A DELPHI SURVEY TO ESTABLISH THE CORE KNOWLEDGE AND SKILLS OF CLINICAL EXERCISE PHYSIOLOGISTS WORKING IN THE UK

Author(s): CROZIER, A., OSIN, C., SADLER, I., GRAVES, L.E.F., RYCROFT, J., DAWSON, E., MILLER, G., NAYLOR, L., GREEN, D.J., ASKEW, C.D., JONES, H. , Institution: LIVERPOOL JOHN MOORES UNIVERSITY, Country: UNITED KINGDOM, Abstract-ID: 1707

INTRODUCTION:
Registered Clinical Exercise Physiologists (CEPs) are recognised healthcare professionals in the United Kingdom (UK) and are registered through the Academy of Healthcare Science (AHCS).

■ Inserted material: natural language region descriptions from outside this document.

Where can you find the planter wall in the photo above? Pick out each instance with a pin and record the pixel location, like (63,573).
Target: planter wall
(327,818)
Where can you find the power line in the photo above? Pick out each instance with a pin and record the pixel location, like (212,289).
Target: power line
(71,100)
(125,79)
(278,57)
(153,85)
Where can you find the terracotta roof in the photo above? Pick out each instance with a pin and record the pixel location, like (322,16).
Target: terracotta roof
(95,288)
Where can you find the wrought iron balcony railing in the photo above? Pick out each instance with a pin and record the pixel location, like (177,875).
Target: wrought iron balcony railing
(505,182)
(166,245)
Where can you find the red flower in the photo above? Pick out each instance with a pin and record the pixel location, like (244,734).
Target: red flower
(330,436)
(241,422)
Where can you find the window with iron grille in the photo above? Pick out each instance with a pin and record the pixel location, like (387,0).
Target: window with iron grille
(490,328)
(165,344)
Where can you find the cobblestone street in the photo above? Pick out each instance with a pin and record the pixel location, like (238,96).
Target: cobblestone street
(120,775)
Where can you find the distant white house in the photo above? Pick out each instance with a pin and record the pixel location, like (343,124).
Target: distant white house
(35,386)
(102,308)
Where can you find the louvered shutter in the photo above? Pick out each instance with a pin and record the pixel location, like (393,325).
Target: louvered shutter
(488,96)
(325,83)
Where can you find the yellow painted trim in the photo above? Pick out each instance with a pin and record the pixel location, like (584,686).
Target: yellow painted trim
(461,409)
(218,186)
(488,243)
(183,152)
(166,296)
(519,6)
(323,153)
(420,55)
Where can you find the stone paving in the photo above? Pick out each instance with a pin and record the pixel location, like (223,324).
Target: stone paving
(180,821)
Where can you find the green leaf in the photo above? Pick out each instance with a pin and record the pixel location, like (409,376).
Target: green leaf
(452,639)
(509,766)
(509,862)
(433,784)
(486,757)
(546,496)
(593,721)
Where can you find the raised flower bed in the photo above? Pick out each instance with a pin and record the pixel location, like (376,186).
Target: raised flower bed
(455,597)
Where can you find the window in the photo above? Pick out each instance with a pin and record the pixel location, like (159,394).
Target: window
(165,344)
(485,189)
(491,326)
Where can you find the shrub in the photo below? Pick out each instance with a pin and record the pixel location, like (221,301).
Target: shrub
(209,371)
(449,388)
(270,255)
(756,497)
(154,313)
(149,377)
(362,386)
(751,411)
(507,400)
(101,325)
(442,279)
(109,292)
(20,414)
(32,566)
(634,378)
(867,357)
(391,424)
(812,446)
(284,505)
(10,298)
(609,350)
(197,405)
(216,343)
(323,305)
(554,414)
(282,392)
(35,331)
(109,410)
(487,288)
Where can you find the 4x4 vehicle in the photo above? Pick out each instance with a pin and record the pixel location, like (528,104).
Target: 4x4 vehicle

Their practice is guided by the Clinical Exercise Physiology UK (CEP-UK) standards outlined in their scope of practice and the accompanying curriculum framework. This study aimed to identify and reach consensus on the key knowledge and skills of a UK CEP to ensure that current standards and guidelines are fit for purpose in the UK.
METHODS:
Two phases, (i) a scoping review of Medline, Web of Science, and Cumulative Index to Nursing and Allied Health Literature (CINAHL) databases. Key requirements were identified from analysis, the current CEP-UK scope of practice, curriculum framework, the AHCS standards of proficiency and good clinical practice. Based on evidence gathered in phase (i), a modified Delphi survey was administered as phase (ii), which contained CEP key knowledge and skills (n=58), health conditions that a CEP should be able to work with (n=15), and healthcare professions that a CEP should understand the roles and expertise of (n=9). Academics (n=26), healthcare professionals (n=25), CEPs (n=10), service managers (n=6), and researchers (n=4) were identified through purposive sampling, public advertisement through social media, and snowball sampling. A 1-to-5 rating Likert scale was completed by participants based on the importance of each component for a CEP to practice effectively in the UK. A consensus was reached based on >65% agreement for each component.
RESULTS:
Phase (i) identified 24 studies that contained relevant knowledge and skills data. During phase (ii) n=58 (82%) of participants completed the survey. All knowledge and skills identified from the scoping review, the CEP-UK scope of practice, curriculum framework and the AHCS standards of proficiency and good clinical practice (n=58) were accepted, with those in clinical practice (99%) deemed the most important. For CEP practice, 12 of the health conditions identified (80%) were accepted, with cardiovascular and respiratory diseases (100%) identified as the most important and eating disorders (54%) the least important. All healthcare professions (n=9) were accepted, with specialist exercise instructors (100%) being the most important and podiatrists (73%) the least important.
CONCLUSION:
The final consensus list contains 58 key knowledge and skills, 12 health conditions and 9 healthcare professions that are important for CEPs to work effectively in UK healthcare. This study confirms that the current CEP-UK curriculum framework is fit for purpose with minimal changes required for the next iteration scheduled for 2025 based on consensus. Further research is required to understand how to best teach and assess these key knowledge and skills within academic institutions.